Figure 3. Examples of Size Control.

A) A Bacterial Adder. One model for how an adder mechanism could work is by way of a division protein, a protein that must accumulate to a certain number in order for a structure required for division to be formed. FtsZ, the tubulin homolog that forms to contractile ring required for cell division, shown here as red subunits, has been proposed to be such a division protein. If the division protein accumulates proportionally to cell growth, as most proteins do, a fixed amount of growth would be required each cell cycle, creating a adder mechanism. In the simplest division-protein models, the division protein is degraded at division, resetting the system. In this depiction, each cell grows 1 μm, regardless of its birth size.
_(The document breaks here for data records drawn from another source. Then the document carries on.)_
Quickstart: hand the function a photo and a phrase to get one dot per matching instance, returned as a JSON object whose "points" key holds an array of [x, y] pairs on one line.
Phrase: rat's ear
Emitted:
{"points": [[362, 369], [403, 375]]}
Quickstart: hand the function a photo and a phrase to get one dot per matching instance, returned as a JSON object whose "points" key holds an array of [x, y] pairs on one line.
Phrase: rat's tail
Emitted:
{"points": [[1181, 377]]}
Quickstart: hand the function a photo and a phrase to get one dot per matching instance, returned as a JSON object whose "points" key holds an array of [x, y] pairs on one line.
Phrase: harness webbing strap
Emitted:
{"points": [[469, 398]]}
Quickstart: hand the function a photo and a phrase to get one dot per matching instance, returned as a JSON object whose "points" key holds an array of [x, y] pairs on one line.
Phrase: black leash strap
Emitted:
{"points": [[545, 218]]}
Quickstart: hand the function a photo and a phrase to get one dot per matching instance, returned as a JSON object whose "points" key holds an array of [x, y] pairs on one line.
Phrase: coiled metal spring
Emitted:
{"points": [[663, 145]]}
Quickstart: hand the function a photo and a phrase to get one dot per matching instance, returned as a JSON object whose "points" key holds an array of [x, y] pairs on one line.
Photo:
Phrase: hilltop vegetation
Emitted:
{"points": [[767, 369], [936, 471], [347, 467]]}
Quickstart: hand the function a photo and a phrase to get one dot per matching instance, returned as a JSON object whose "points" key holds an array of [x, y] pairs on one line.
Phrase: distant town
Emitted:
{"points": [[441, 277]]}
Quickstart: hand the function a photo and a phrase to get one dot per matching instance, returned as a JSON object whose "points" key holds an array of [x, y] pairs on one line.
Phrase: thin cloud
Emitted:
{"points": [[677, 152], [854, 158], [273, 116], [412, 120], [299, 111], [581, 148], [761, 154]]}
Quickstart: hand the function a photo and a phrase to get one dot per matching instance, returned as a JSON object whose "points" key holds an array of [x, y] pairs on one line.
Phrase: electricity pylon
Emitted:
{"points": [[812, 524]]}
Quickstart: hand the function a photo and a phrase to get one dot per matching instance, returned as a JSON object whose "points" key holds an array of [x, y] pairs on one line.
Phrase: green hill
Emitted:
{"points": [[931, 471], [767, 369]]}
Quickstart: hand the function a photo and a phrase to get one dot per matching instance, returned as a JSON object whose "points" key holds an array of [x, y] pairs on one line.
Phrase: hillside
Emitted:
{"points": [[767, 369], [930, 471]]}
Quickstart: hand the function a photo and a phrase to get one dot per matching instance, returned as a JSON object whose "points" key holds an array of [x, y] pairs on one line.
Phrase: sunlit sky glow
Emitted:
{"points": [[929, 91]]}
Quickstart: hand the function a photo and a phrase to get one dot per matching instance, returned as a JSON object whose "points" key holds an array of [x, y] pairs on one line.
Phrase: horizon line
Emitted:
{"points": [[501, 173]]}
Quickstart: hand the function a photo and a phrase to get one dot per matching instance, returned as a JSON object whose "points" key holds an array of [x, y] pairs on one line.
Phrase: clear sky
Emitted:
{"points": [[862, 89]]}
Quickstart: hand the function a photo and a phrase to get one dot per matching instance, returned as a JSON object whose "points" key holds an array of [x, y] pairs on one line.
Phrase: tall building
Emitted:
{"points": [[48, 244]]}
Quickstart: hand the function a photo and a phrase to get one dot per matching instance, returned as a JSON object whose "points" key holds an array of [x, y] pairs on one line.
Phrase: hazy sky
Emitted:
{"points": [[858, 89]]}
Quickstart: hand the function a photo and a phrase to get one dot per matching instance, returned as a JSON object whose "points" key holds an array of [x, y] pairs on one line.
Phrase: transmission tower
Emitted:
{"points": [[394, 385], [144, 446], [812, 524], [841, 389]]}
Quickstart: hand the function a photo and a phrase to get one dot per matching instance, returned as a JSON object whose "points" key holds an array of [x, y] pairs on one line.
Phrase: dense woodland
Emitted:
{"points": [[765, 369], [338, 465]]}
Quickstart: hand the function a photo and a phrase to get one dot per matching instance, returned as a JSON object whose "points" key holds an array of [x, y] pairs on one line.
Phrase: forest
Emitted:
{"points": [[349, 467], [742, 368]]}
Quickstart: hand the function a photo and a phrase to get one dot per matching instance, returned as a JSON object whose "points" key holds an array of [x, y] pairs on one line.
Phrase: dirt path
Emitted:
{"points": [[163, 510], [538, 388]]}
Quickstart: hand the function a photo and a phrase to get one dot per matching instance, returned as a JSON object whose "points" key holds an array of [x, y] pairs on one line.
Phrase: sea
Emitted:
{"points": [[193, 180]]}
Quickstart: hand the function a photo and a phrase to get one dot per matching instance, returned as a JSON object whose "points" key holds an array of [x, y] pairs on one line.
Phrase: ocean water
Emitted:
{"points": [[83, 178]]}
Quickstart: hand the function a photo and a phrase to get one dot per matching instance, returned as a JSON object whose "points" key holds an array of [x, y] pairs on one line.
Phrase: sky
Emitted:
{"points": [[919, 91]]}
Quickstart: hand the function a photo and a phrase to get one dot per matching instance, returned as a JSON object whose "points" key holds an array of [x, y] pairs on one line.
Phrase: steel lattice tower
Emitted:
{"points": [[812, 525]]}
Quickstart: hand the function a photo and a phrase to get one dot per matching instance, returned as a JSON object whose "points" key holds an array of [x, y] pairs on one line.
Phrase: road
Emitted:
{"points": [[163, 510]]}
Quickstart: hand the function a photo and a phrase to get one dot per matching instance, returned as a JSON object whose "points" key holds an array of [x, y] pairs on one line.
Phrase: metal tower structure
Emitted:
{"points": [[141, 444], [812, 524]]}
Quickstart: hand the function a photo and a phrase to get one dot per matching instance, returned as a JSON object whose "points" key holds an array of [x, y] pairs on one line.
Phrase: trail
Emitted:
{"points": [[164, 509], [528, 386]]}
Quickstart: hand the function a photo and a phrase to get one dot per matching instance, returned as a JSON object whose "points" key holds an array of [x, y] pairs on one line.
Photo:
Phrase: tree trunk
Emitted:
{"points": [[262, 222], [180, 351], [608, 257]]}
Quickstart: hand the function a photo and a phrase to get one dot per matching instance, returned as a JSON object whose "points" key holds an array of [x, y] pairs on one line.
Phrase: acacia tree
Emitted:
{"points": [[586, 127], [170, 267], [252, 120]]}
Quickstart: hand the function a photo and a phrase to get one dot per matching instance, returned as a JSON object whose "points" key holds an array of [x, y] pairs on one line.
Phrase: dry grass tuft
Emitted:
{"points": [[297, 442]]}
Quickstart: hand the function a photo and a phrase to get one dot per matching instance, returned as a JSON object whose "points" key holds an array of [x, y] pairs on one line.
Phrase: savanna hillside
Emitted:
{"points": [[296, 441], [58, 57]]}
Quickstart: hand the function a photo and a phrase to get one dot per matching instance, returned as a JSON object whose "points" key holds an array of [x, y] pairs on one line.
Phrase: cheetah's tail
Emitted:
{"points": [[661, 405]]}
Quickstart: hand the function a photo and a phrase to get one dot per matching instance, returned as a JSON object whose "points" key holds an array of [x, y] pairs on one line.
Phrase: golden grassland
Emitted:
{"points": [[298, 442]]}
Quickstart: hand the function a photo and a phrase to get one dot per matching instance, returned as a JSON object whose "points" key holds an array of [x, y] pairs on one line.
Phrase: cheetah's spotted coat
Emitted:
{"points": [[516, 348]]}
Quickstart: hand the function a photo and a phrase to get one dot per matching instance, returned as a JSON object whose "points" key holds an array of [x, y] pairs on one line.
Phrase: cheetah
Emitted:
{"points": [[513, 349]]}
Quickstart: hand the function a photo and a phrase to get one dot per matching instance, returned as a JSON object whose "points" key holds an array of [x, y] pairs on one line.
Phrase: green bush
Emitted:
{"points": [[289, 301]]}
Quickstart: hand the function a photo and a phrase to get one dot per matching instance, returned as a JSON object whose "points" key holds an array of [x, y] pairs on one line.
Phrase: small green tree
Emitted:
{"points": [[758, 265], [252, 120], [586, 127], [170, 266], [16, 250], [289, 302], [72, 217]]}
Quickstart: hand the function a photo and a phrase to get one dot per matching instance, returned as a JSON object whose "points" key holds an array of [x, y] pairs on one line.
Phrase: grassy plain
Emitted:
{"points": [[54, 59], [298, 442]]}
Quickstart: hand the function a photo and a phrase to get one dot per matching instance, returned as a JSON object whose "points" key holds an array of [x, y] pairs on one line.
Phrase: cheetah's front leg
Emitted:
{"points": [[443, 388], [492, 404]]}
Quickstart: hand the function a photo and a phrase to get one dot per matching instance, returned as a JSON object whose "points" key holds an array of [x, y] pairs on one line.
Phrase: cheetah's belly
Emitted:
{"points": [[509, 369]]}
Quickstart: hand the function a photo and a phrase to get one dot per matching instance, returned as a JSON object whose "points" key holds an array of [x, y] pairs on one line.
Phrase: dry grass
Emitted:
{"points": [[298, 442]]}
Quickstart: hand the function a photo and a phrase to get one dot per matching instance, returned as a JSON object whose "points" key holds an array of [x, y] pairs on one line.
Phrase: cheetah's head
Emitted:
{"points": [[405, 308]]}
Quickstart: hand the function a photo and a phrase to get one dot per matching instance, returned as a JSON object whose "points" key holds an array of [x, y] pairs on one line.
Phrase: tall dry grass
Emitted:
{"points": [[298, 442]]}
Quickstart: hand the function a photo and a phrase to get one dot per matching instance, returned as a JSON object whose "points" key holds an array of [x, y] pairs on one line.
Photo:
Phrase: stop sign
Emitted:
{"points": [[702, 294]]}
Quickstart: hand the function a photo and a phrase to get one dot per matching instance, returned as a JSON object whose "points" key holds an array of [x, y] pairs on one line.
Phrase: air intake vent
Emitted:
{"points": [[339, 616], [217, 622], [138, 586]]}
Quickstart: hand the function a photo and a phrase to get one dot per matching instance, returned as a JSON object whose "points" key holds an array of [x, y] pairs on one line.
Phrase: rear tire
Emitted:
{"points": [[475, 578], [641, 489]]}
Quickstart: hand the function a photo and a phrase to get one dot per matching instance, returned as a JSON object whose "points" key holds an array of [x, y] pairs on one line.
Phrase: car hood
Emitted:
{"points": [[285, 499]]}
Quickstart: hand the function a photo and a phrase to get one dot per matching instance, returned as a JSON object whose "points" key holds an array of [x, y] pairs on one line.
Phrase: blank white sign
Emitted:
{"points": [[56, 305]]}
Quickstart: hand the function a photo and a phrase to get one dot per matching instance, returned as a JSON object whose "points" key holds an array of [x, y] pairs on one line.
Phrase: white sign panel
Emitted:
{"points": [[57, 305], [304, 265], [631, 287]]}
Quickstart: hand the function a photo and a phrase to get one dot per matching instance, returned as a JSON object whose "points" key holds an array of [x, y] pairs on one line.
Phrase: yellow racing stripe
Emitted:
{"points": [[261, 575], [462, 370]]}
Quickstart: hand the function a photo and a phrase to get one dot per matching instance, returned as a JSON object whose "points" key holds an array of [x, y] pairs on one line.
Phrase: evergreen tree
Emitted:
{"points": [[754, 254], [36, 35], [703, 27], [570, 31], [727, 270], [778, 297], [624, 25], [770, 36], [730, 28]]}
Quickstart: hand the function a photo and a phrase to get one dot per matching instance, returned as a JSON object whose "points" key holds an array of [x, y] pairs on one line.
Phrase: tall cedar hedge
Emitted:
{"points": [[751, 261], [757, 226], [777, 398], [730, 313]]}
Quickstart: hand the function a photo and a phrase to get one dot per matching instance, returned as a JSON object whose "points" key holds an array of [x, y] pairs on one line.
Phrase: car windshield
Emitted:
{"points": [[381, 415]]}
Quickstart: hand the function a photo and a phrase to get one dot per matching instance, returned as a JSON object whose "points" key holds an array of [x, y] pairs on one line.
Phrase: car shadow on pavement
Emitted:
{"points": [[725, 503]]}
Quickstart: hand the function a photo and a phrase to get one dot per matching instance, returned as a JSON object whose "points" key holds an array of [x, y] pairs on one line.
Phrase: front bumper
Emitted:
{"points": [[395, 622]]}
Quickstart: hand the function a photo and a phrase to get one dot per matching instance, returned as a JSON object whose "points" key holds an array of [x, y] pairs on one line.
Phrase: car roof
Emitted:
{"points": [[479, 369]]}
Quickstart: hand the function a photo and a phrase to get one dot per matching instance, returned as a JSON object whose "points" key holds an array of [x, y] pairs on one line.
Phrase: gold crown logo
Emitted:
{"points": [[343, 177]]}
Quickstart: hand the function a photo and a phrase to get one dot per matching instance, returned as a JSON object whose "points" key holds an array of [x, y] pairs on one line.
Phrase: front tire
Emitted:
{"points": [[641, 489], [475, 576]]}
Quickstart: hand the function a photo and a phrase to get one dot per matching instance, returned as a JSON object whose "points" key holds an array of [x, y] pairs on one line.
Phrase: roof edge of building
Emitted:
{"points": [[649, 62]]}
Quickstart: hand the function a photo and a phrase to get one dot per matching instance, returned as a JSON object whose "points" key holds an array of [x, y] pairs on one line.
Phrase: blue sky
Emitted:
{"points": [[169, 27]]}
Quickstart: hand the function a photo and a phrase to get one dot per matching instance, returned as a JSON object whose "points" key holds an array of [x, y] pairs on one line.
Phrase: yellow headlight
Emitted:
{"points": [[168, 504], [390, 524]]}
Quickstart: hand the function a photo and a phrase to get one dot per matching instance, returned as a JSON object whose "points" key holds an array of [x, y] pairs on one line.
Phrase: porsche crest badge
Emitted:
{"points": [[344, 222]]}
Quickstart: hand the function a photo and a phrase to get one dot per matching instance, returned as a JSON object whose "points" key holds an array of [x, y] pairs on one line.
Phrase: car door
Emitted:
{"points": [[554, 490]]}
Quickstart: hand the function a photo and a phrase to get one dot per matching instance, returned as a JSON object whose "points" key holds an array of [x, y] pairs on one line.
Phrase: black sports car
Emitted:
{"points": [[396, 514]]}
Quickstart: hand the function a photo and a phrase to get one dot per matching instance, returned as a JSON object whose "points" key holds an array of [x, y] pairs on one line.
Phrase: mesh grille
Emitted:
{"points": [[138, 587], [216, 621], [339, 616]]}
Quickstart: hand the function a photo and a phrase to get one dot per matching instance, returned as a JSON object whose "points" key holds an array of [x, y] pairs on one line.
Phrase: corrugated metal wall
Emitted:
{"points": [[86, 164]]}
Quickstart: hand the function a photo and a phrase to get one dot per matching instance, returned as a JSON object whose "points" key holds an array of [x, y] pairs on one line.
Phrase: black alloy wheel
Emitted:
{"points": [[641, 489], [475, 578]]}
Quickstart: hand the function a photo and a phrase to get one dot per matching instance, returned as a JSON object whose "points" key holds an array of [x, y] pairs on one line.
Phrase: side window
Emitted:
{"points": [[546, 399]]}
Note that the progeny of small cells are born smaller than the target size of 1 μm, but larger than their parent, moving the average population size towards the target size. A similar model has been proposed for regulation of DNA replication. In that case, a fixed number of DnaA, the replication initiator, are proposed to be required to build an initiation complex at the replication origin.

B) A Diluted-Inhibitor Sizer. In one version of the diluted-inhibitor model, every cell is born with the same amount of an inhibitor, regardless of size. Therefore, smaller cells, depicted here as mammalian fibroblasts, have a higher concentration of inhibitor. The numbers in the nuclei indicate the relative cell sizes, which are roughly equivalent to picoliters, and the intensity of the color indicates the concentration of the inhibitor. As cell grow, they dilute the inhibitor, eventually reaching a critical size that dilutes the inhibitor below a threshold that allows S phase to proceed. Budding yeast, mammalian cells and plants have all been proposed to use a diluted inhibitor to regulate size at the G1/S transition.

C) An Accumulating-Activator Sizer. Accumulating activators are proposed to increase in concentration in proportion to cell size, depicted here in amoeba. The numbers in the nuclei indicate the relative cell sizes, which are roughly equivalent to nanoliters, and the intensity of the color indicates the concentration of the activator. In small cells, the activator concentration is insufficient to drive mitosis, but as cells grow they reach a size at which the activator accumulates to a concentration sufficient to trigger division. Thus all cells divide at about the same size, regardless of their size at birth. Fission yeast, amoeba and Tetrahymena have all been proposed to use an accumulating activator to regulate size at the G2/M transition.